US agrees to allow funding cutting-edge companies in Judea and Samaria

US Ambassador to Israel David Friedman and Prime Minister Benjamin Netanyahu seen here at an earlier event.(Flash90/Yonatan Sindel)

Until today tens of millions of dollars of annual investment had been limited to the borders of pre-1967 Israel.

By Batya Jerenberg, World Israel News

Israel and the U.S. signed agreements extending research cooperation to areas beyond the pre-1967 border. Underlining the importance of the agreement, Prime Minister Benjamin Netanyahu spoke at the signing ceremony at Ariel University in Samaria.

The agreement will permit three U.S.-Israel foundations that fund cutting-edge companies in Israel whose products are mutually beneficial to both countries to provide monies to research over the so-called Green Line.

The Binational Industrial Research and Development Foundation (BIRD), the Binational Science Foundation (BSF) and the Binational Agricultural Research and Development Foundation (BARD) grant tens of millions of dollars a year to push forward research and development in many areas of mutual interest to the two allies.
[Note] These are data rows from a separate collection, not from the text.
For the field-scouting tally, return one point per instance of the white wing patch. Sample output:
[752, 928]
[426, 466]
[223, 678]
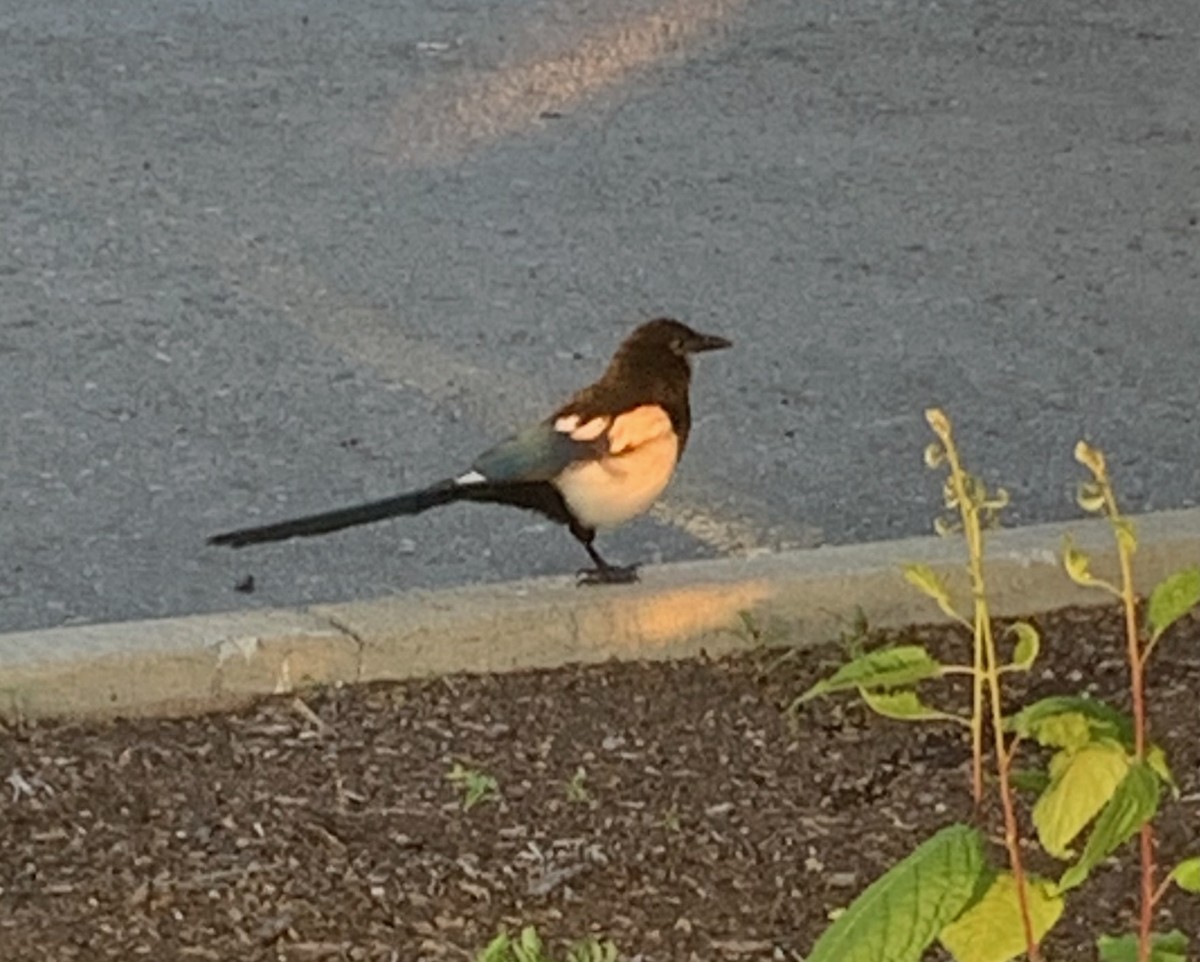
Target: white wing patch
[625, 432]
[585, 431]
[636, 427]
[615, 488]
These include the fields of medicine, renewable energy, water, communications, agriculture, homeland security, and many other technology sectors.

All established in the 1970s, these government-run foundations have contributed well over a billion dollars in today’s money to Israeli projects which have led to scientific, medical and technological innovations with wide-ranging practical applications.

The three foundations were the last American institutions to officially exclude companies outside the so-called Green Line from competing for funding. Holding the ceremony in Ariel added to the symbolism of the move.

Before signing the revised agreement, U.S. Ambassador David Friedman called the geographic restriction an “old wrong” and an “anachronism” that “no longer comport with our foreign policy.”

Friedman referenced Secretary of State Mike Pompeo’s announcement last November that the official American position on the legality of settlements in Judea, Samaria and the Golan had changed. The U.S. government no longer held the opinion that their existence was “incompatible with international law,” he said.

Netanyahu credited Friedman for the day’s event, saying, “You’ve done it again,” and thanked the ambassador “for all your efforts on behalf of the Israeli-American alliance to right past wrongs, to put things on the right course.”

Netanyahu linked the revocation of the geographic constraints to President Donald Trump’s “successful approach to bringing peace” to the region, referring to the recent normalization of ties between Israel and the UAE, Bahrain and Sudan.

“But I think the Trump vision also put something forward that we see today,” Netanyahu said. “It opens Judea and Samaria to academic, commercial and scientific engagement with the United States. This is an important victory against all those who seek to delegitimize everything Israeli beyond the 1967 lines. And to all those malevolent boycotters, I have a simple message today. You are wrong, and you will fail.”

Science and Technology Minister Yizhar Shai also signed with Friedman a new agreement that will establish yet another framework for scientific and technological research, as well as scientific innovation, between the two countries.

“The governments of Israel and the United States are strengthening their cooperation around scientific research and technological ventures, thereby creating countless opportunities for researchers, scientists and entrepreneurs to establish groundbreaking companies based on the joint products,” Shai said.